Una volta andammo in un paese vicino al canale Bianco – non mi ricordo più come si chiama – a liberare quattro partigiani che avevano arrestato, in una caserma piccola, saremo stati una quarantina noi, attraversammo il ponte e poi di là c’era la caserma. Il capo mi disse, a me e a altri due: Centro ponte fermatevi. Centro ponte ci fermammo, poi loro andarono avanti, sentimmo una sparatoria, dopo un po’ li vedemmo arrivare di corsa, quei quattro erano con noi, che li avevano liberati. Allora ci mettemmo a corre tutti in mezzo alla campagna. Poi mentre si correva si sentivano sparatorie e i camion arrivare da lontano. Erano cinque camion: due camion tedeschi e tre c’erano su i fascisti. Solo che quando loro arrivarono io ero già lontano. E il capo disse: Dobbiamo approfittare della notte. Avevo le gambe buone io, e per correre, correvo. Andiamo a nasconderci un po’ qua un po’ là, e andai a nascondermi di nuovo a casa di mio padre io, e stetti lì quattro o cinque giorni.

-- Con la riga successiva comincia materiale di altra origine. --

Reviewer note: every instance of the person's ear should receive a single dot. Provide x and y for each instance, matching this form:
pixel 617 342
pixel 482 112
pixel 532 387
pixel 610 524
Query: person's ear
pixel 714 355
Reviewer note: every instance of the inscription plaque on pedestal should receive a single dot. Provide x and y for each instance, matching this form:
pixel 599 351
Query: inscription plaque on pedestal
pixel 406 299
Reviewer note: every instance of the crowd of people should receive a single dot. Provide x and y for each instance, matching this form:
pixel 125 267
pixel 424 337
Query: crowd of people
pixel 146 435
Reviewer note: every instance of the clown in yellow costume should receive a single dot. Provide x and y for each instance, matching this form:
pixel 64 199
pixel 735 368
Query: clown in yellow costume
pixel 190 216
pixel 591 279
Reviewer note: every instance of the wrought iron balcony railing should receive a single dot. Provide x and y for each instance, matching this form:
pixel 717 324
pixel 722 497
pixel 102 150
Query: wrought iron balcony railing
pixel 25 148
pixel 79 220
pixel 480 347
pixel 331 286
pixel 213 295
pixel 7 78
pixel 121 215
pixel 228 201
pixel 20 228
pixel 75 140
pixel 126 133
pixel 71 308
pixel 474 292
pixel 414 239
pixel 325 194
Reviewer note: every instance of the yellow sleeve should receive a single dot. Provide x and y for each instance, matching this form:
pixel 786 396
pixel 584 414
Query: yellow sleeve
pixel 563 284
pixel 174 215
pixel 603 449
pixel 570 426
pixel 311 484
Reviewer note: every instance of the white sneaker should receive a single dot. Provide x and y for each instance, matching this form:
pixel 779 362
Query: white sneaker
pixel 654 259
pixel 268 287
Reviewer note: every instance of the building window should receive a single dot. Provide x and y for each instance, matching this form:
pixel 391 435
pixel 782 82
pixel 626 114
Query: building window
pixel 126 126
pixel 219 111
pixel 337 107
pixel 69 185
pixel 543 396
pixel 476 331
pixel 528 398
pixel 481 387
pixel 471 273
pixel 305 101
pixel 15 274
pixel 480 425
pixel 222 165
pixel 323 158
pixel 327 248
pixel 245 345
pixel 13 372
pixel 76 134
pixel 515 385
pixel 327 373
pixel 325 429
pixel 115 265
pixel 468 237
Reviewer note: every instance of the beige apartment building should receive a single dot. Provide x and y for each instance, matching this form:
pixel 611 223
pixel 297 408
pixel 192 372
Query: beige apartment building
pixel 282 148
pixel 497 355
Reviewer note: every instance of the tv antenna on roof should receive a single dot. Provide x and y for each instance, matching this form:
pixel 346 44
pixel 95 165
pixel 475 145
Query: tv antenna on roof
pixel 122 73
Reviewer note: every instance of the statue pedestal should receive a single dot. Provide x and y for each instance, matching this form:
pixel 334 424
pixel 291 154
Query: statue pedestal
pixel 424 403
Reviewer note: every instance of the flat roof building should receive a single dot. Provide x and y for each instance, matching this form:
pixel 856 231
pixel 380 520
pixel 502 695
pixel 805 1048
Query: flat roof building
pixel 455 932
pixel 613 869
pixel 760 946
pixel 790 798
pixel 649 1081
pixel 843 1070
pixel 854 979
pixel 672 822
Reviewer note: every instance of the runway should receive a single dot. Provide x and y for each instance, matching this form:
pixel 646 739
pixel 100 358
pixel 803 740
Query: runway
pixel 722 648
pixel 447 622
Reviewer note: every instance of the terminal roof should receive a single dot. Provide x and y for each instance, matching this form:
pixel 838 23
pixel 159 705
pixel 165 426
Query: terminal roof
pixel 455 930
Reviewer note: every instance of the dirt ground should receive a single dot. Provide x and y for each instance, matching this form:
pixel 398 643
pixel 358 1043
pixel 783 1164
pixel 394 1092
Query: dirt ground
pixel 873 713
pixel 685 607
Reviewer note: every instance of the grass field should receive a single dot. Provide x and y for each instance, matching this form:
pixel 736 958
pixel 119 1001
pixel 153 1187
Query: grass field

Mio padre aveva il porcile, un poco più in là della casa e io dovevo trovare un posto per nascondermi. Allora quella mattina ci andai, feci un buco di due metri sotto il porcile, poi misi delle traverse, poi attorno un po’ di fieno, di paglia, che facesse sporco, io volevo che facesse sporco… Così la notte andavo a dormire sotto il porcile. Potevano cercarmi, finché volevano, chi va a dubitare che lì sotto… C’era il porcile e c’erano tre tubi della stufa che uscivano. E lì entrava l’aria, per respirare. Pensa che vita era. Eh, ne ho viste di cotte e di crude da partigiano. Purtroppo c’ero anch’io dentro. Finché… non m’andava quella vita lì.